While there is nothing intrinsically wrong with Pinker’s courtroom method of proceeding, we should not mistake it for the ideal, enlightened, open-minded, empirical, scientific approach that Pinker believes the Enlightenment bequeathed to us. Like all the rest of us, he has his biases.

One of them concerns religion. The Humanism he advocates, especially in his long concluding chapter, “promotes a non-supernatural basis for meaning and ethics: good without God.” [410] One can hardly argue with his statement that humans are the result of evolution, but his insistence that it is “unguided evolution” [411] is more contentious. Already in Part I of his book, he lists various enemies of Enlightenment ideals and asks, “Who could be against reason, science, humanism, or progress?” He begins his answer by saying, “The most obvious is religious faith. To take something on faith means to believe it without good reason, so by definition a faith in the existence of supernatural entities clashes with reason.” [29-30]

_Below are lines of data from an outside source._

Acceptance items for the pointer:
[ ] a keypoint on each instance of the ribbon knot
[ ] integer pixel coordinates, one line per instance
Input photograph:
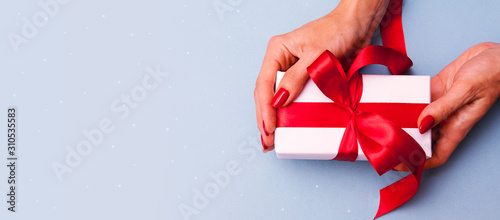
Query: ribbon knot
(383, 142)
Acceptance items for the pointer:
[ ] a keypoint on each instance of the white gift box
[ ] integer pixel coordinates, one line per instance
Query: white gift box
(323, 143)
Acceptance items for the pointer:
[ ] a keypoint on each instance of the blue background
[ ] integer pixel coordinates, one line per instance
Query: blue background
(200, 119)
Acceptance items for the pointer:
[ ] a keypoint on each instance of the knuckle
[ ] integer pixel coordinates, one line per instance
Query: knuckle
(275, 40)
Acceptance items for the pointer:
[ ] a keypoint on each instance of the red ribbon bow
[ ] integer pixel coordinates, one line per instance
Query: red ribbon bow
(384, 143)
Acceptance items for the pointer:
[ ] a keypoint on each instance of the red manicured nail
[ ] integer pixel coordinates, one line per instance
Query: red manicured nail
(264, 147)
(264, 127)
(280, 98)
(426, 124)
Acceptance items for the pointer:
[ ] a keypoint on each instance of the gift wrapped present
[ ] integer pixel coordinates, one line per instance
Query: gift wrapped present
(312, 127)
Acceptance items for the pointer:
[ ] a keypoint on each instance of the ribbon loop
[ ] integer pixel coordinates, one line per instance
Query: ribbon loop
(384, 143)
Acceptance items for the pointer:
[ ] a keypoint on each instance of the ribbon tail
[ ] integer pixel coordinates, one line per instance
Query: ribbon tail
(386, 145)
(396, 194)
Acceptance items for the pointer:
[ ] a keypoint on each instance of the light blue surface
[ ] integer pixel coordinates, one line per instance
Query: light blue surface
(199, 121)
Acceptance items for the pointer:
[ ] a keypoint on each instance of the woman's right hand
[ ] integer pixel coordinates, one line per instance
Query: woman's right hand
(344, 31)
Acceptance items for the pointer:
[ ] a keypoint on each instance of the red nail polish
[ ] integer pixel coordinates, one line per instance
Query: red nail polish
(426, 124)
(264, 127)
(280, 98)
(264, 147)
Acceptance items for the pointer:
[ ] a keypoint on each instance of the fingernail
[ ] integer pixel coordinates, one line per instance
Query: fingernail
(426, 124)
(264, 127)
(280, 98)
(264, 147)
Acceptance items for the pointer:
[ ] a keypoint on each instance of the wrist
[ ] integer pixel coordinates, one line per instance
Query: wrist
(365, 14)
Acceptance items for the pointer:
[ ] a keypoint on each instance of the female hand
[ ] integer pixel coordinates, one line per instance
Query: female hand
(344, 31)
(461, 94)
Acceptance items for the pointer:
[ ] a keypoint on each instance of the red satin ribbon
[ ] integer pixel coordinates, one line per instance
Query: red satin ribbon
(379, 134)
(331, 115)
(382, 140)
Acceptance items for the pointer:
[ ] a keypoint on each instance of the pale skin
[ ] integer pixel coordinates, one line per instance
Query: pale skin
(461, 93)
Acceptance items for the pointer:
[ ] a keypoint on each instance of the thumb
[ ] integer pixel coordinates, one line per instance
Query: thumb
(439, 110)
(293, 81)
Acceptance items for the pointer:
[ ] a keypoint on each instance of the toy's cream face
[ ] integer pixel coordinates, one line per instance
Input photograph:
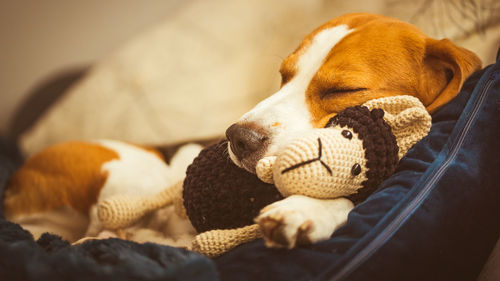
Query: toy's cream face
(326, 164)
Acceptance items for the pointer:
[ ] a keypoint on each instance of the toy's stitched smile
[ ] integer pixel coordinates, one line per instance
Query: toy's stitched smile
(320, 150)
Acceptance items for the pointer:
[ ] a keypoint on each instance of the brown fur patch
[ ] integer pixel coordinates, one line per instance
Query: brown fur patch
(68, 174)
(384, 57)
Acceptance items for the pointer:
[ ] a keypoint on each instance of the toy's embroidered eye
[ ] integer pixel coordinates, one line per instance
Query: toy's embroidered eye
(347, 134)
(356, 169)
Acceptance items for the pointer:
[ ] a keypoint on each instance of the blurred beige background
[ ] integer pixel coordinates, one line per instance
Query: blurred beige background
(42, 38)
(172, 70)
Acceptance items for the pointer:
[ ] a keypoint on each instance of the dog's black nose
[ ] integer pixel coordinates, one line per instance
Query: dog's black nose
(245, 140)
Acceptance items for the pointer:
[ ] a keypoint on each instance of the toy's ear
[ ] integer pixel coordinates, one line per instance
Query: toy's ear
(407, 117)
(445, 68)
(264, 169)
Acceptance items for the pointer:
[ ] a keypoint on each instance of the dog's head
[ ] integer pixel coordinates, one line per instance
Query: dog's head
(346, 62)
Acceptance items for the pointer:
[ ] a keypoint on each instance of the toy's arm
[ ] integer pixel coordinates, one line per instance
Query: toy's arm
(302, 220)
(123, 210)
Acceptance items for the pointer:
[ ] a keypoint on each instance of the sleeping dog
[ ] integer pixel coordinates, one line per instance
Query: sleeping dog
(345, 62)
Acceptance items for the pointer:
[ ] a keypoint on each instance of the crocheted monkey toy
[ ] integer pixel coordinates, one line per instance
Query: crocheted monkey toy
(358, 149)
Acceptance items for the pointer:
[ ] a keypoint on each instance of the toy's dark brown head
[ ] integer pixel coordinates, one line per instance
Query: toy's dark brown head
(219, 195)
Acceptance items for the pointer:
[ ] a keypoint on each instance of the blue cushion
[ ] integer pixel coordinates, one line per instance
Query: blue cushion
(436, 218)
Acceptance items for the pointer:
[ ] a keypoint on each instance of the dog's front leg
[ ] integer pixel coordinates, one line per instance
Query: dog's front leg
(302, 220)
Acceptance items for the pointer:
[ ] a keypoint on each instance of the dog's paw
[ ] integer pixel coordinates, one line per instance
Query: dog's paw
(296, 220)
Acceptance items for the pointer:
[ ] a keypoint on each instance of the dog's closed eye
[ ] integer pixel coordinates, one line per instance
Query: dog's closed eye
(335, 91)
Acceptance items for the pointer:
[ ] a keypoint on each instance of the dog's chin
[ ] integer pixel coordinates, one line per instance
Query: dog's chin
(246, 164)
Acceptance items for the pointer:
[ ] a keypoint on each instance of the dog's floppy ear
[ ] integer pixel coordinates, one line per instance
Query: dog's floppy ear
(445, 68)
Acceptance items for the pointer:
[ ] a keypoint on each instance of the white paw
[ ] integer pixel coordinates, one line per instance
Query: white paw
(300, 220)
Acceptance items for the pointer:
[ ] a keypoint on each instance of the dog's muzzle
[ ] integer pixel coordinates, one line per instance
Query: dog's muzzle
(248, 143)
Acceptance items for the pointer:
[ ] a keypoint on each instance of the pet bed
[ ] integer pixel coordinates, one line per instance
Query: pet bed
(436, 218)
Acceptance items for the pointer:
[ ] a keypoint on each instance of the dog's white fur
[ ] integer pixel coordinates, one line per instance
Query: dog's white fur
(288, 107)
(298, 216)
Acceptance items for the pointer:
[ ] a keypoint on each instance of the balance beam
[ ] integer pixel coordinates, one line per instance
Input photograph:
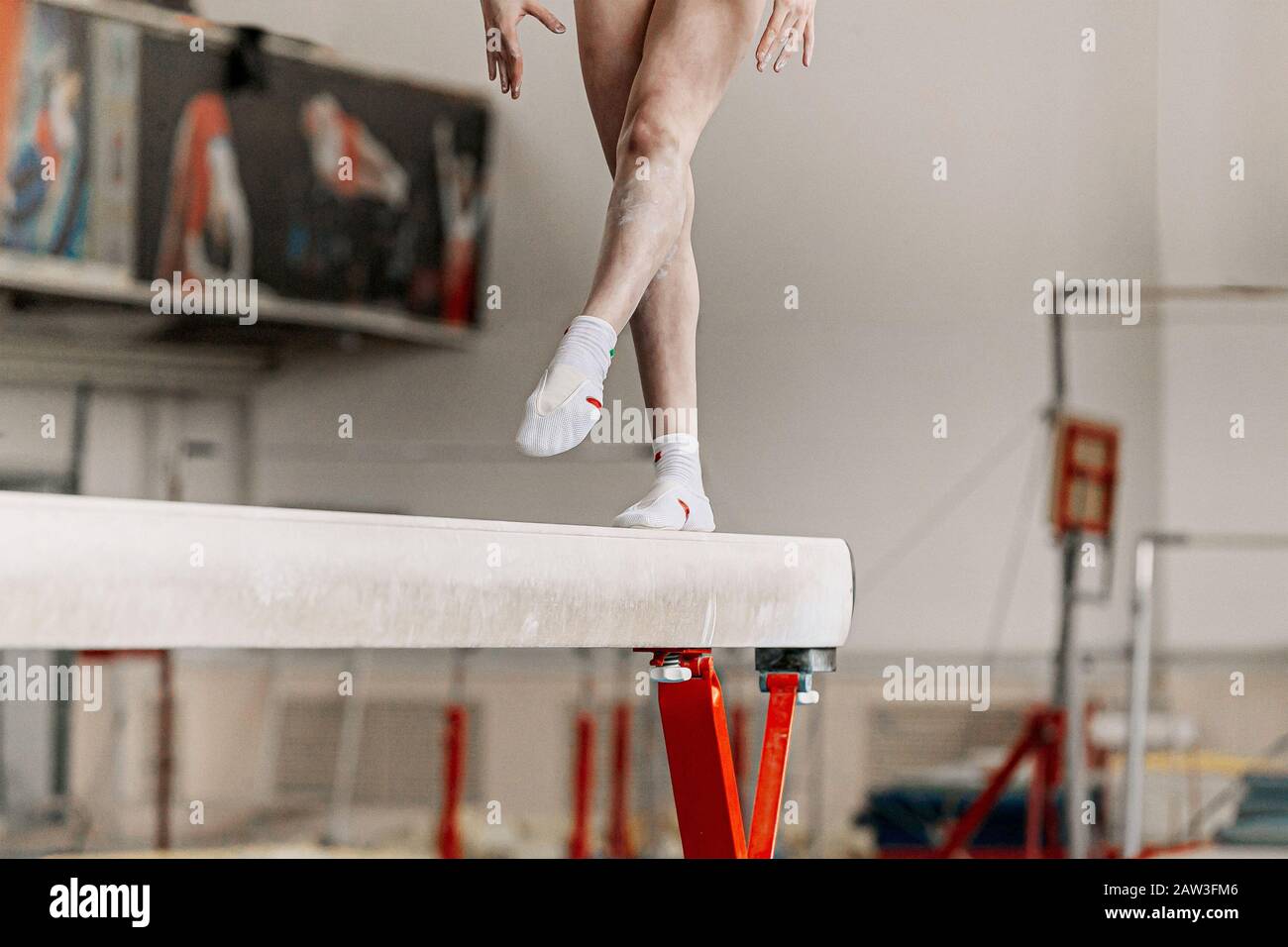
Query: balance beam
(81, 574)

Pinker’s approach is the opposite to that of someone who wishes to mobilize all good-willed and open-minded people to work for progress. Dorothy Day, recognized by both President Obama and Pope Francis as a great American, was fond of saying that we should seek “points of agreement and concordance, if possible, rather than the painful differences, religious and political.” Although an ardent Catholic, being considered for sainthood by the Vatican, she often defended her association and dialoguing with communists, anarchists, and non-Catholic religious believers and unbelievers. Pinker is not a concordance-seeker, but a case-maker who makes many good points, but leaves us with reasonable doubts.